A second initiative will look at solar power, still underutilised in sunny South Africa. City Power is identifying areas where solar street lighting can be implemented and appropriate technologies used. A flexible photovoltaic system, which can be laminated to most structures, is being explored and City Power is working closely with the CCI to plan a possible roll out.
Lessons learned and alternative approaches are being looked at together with Beka, the company that was responsible for the Zandspruit solar street lighting pilot project.
Apart from assistance with the BRT operational plan, the CCI is working with the City’s transportation department to analyse various propulsion systems and fuel types.

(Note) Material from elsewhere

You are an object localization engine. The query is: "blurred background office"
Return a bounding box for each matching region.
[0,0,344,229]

The CCI is also exploring price discounts for BRT buses for C40 cities. A traffic congestion workshop will be held in December where C40 cities will share experiences in hybrid diesel and ethanol buses, station design, fare collection and financing.
Another energy efficiency possibility is a landfill gas-to-energy project, with a report recently completed in which the eight proposal bids for gas extraction were evaluated. The project entails the trapping of the methane gas, generated as a result of landfill decomposition, into gas wells and then flaring or using the gas to generate electricity.
Four open landfill sites, at Goudkoppies, Robinson Deep, Marie Louise and Ennerdale, and six closed landfill sites, at Linbro Park, Kya Sands, Mapetla, Panorama, Waterval, Meredale, in Johannesburg were identified to have good potential for gas extraction.
Cities consume three quarters of the world’s energy and account for 75 percent of global carbon emissions. Delegates at the 2007 C40 summit agreed that “the fight against climate change will therefore be won or lost in cities”.
The C40 cities, of which Johannesburg is one, have publicly declared that “the world’s largest cities have a critical role to play in the reduction of carbon emissions and the reversal of dangerous climate change”.
They are Addis Ababa, Athens, Bangkok, Beijing, Berlin, Bogotá, Buenos Aires, Cairo, Caracas, Chicago, Delhi, Dhaka, Hanoi, Houston, Hong Kong, Istanbul, Jakarta, Johannesburg, Karachi, Lagos, Lima, London, Los Angeles, Madrid, Melbourne, Mexico City, Moscow, Mumbai, New York, Paris, Philadelphia, Rio de Janeiro, Rome, Sao Paulo, Seoul, Shanghai, Sydney, Tokyo, Toronto and Warsaw. There are also 12 affiliate cities.